Com esta nova lei passa a ser possível construir em terras com "aptidão moderada para o uso agrícola", aptidão marginal ou condicionada "a uso específico", ou solos com "riscos de erosão elevados" e "excesso de água ou uma drenagem pobre".
O Governo diz no decreto-lei que a maior disponibilidade de terrenos "facilitará a criação de soluções habitacionais que atendam aos critérios de custos controlados e venda a preços acessíveis, promovendo, assim, uma maior equidade social e permitindo que as famílias portuguesas tenham acesso a habitação digna". Uma das alterações pedida pelo PS que foi aprovada foi precisamente a de trocar habitação de "valor moderado" por "arrendamento acessível" ou "a custos controlados".
O regime especial de reclassificação assegura que pelo menos 70% da área total de construção acima do solo se destina a habitação pública ou a habitação de "valor moderado", e que "existam ou sejam garantidas as infraestruturas gerais e locais".
No entanto, especialistas acreditam que esta lei pode levar a um aumento dos preços do terreno já que os donos destes podem reabilitá-los para construção e até vendê-los aos atores do mercado que vão ficar sem construir, ou então constroem sem os vender para esperar pelo aumento do preço da habitação.

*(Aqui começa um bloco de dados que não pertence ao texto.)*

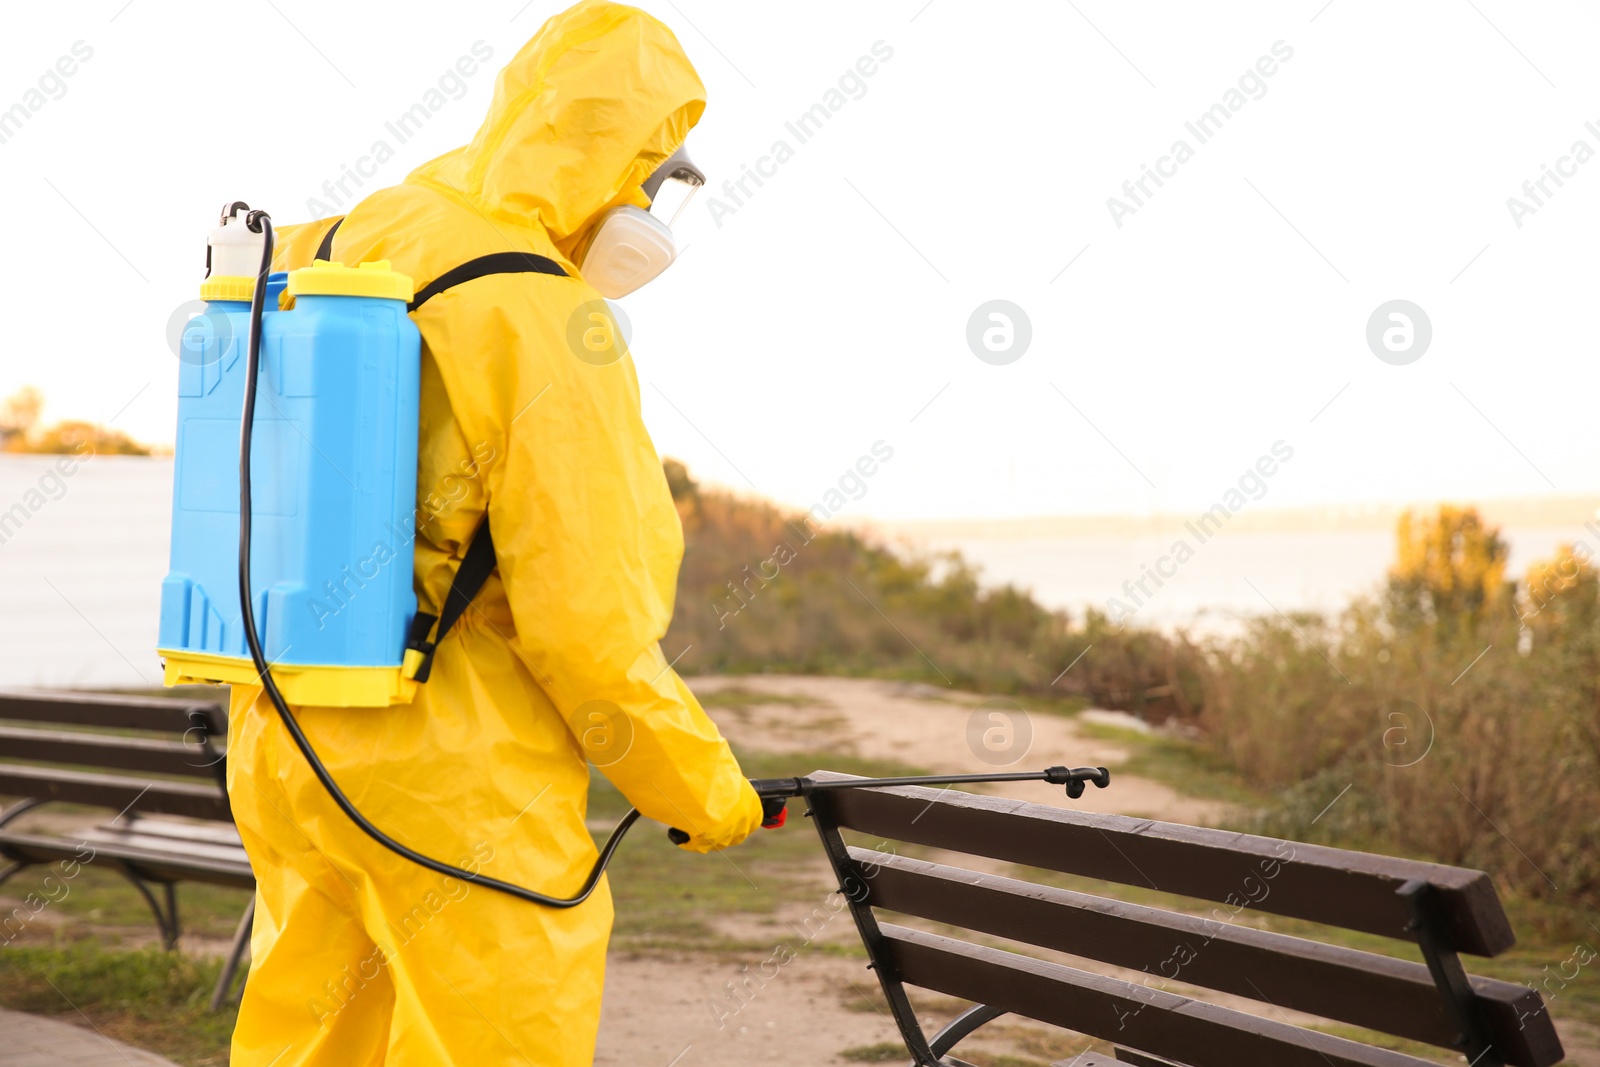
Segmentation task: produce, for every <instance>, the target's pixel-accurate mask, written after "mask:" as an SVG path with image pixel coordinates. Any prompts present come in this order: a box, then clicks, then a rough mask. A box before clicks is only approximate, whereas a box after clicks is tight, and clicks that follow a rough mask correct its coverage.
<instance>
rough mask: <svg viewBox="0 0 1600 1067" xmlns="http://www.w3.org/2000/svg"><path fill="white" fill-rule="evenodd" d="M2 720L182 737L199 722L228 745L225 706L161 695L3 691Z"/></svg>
mask: <svg viewBox="0 0 1600 1067" xmlns="http://www.w3.org/2000/svg"><path fill="white" fill-rule="evenodd" d="M0 718H13V720H19V721H27V723H58V725H62V726H101V728H106V729H162V731H171V733H178V734H181V733H184V731H187V729H189V728H190V726H194V725H195V723H197V721H198V723H205V721H210V723H211V729H210V733H211V736H213V744H222V742H224V741H226V737H227V710H226V709H224V707H221V705H219V704H211V702H206V701H179V699H166V697H158V696H117V694H102V693H48V691H29V689H0ZM190 739H198V734H192V736H190Z"/></svg>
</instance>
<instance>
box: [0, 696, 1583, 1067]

O advogado José Diogo Marques, da KGSA & Associados, explica que esta lei não vem facilitar a requalificação dos solos e não resolve problemas. Explica que desde 2015, devido a uma lei da troika, a reforma da lei dos solos redefiniu novos critérios para a classificação dos mesmos. Mas assegura que "a lei é um bocado inócua".
O que gerou polémica
A principal polémica está relacionada com o facto de a nova lei permitir a construção de casas em terrenos rústicos onde era impossível construir. Mas para isso os terrenos devem ser previamente convertidos em terrenos urbanos. Liberta-se assim mais espaço para construção em terrenos anteriormente dedicados à agricultura ou silvicultura.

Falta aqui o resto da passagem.